Senin, 22 Mei 2017

Profil Walisongo 8. Sunan Muria






Sunan Muria bernama asli Raden Umar Sa’id dan nama kecilnya adalah Raden Prawoto. Tidak ada riwayat yang pasti, kapan tepatnya ia dilahirkan dan wafat. Yang jelas, makamnya berada di lereng bukit Muria di daerah Colo Kudus. Ia merupakan putra Sunan Kalijaga dari isteri pertama, Dewi Saroh binti Maulana Ishak. Dengan demikian, dari pihak ibunya, ia adalah keponakan Sunan Giri, yang berarti ia masih keturunan Rasulullah saw. Setelah Dewasa, ia menikahi Dewi Sujinah binti Sunan Ngudung atau Raden Usman Haji, yang nantinya melahirkan putra bernama Pangeran Santri alias Sunan Kadilangu. Dengan perkawinannya ini berarti ia adalah saudara ipar Sunan Kudus.

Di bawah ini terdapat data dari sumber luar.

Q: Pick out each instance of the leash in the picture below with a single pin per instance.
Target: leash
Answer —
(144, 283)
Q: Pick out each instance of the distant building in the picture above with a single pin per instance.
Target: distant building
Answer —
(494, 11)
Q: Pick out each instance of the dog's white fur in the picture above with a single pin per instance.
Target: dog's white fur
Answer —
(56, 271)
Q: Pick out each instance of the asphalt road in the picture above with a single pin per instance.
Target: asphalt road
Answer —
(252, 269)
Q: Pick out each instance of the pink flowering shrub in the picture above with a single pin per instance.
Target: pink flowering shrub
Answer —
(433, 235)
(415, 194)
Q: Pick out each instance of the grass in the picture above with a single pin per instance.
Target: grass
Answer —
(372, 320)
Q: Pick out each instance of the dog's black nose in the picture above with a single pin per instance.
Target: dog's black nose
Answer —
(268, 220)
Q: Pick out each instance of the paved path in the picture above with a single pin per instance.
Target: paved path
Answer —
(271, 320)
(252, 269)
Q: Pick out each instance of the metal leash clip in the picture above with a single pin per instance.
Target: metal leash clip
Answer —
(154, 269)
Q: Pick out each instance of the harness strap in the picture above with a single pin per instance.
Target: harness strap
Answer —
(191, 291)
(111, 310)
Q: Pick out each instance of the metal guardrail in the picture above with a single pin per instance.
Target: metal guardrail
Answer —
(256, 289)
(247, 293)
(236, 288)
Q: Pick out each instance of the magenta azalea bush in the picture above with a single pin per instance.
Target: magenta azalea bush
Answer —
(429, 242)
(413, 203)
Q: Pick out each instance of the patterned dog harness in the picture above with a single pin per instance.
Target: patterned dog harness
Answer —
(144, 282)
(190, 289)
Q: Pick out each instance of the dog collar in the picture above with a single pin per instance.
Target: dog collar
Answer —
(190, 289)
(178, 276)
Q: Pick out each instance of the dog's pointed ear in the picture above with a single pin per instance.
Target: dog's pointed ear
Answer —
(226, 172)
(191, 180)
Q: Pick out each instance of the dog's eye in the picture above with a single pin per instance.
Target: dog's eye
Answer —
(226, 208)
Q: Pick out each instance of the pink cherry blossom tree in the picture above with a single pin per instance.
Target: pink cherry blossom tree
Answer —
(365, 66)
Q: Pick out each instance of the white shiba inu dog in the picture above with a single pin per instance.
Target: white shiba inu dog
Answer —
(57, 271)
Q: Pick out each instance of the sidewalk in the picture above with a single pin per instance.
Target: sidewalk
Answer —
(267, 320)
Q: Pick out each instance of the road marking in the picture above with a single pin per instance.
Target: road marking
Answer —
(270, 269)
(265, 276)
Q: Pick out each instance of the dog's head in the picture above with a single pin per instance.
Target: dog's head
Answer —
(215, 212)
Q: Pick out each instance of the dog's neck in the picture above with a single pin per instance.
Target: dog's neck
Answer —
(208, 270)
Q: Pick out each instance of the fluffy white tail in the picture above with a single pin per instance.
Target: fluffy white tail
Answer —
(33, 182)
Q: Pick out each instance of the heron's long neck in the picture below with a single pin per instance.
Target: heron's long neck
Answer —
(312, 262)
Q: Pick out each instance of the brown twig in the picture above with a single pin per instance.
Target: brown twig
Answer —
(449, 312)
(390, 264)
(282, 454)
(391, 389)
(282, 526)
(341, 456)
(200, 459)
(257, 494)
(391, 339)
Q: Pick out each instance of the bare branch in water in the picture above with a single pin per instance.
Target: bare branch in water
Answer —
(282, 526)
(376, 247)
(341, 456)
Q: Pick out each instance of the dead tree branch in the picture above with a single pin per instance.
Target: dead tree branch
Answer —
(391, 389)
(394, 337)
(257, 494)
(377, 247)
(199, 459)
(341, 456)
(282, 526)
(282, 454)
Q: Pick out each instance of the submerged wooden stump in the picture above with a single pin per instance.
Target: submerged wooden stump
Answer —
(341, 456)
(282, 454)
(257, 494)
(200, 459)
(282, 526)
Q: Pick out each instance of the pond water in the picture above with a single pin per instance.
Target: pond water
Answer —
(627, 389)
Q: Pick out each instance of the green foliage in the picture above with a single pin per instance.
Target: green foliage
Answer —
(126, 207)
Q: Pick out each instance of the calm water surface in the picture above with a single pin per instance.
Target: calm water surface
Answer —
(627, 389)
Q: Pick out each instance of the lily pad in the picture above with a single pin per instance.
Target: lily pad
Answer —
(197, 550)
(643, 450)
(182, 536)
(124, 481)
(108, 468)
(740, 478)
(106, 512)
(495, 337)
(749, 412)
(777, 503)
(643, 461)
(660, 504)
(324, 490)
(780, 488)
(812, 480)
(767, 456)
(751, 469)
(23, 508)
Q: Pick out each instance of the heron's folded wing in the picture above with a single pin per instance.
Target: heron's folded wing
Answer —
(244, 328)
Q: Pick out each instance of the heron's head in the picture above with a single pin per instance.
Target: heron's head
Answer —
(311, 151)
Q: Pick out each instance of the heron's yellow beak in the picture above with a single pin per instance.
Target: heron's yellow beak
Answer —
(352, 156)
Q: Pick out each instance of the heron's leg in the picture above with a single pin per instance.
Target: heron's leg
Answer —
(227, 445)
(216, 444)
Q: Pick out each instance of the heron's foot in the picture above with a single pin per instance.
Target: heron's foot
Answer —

Sunan Muria adalah seorang Walisongo yang berjasa dalam mengembangkan agama Islam di pedesaan pulau Jawa. Memang ia suka berdakwah di desa-desa yang terpencil dari keramaian kota, sesuai dengan kepribadiannya yang suka menyendiri dan mencari tempat yang tenang atau sepi sebagai tempat tinggalnya, yakni di lereng bukit Muria. Ia  lebih suka berdakwah ke kalangan masyarakat kecil atau rakyat jelata, dan metode dakwahnya pun cukup luwes, halus dan lunak. Sikapnya terhadap tradisi dan adat lama yang berkembang di tengah masyarakat, sama dengan sikap ayahnya, sebagaimana yang diceritakan di atas. Demikian pula dalam bidang kesenian, ia menyumbangkan karya berupa tembang Sinom dan Kinanti.
Menurut cerita babad yang berkembang, Sunan Muria menjalankan Riyadhah atau “lelakon” sebagaimana yang pernah dijalankan oleh ayahnya, yakni Topo Ngeli”, bersemedi dengan cara menghanyutkan diri ke dalam air mengikuti arus sungai, yang tentu saja bermuara pada satu tujuan, yakni Lautan.. Masyarakat pada umumnya percaya bahwa cerita ini memang benar-benar terjadi dalam kenyataan. Namun menurut pandangan yang lain, cerita ini lebih bersifat simbolik atau cerita sandi yang sangat kaya dengan makna. Makna yang terkandung di-dalamnya adalah, bahwa “ngeli”  berarti  menghanyutkan diri; “arus sungai” adalah simbol dari aliran keyakinan, agama, adat, tradisi yang berkembang di masyarakat; sedangkan “laut” sebagai lambang agama Islam yang merupakan satu-satunya agama yang benar.
Dengan kata lain, cerita di atas menggambarkan tentang taktik dan strategi berdakwah Sunan Muria yang suka terjun langsung dan mampu menghanyutkan diri atau pandai menyesuaikan diri dengan kehidupan masyarakat yang beraneka ragam corak budaya, tradisi, adat istiadat, aliran keyakinan dan keagamaannya. Dengan sikapnya yang toleran, ramah dan halus, serta berprinsip pada Tut Wuri Handayani, Sunan Muria mampu membimbing dan mengarahkan mereka dari belakang kedalam ajaran agama yang benar yakni Islam. Tradisi dan adat istiadat lama yang berkembang dibiarkan terus berjalan, sambil dipengaruhi, diadakan perubahan dan dimuati dengan nilai-nilai keislaman, sehingga tradisi dan adat istiadat yang tadinya berbau syirik dan bid’ah, kemudian berubah secara perlahan (“Alon-alon wathon kelakon”, sedikit demi sedikit, tetapi sampai) menjadi suatu tradisi dan adat istiadat baru yang penuh dengan nilai-nilai keislaman, tanpa menimbulkan kekacauan dan pertentangan di masyarakat.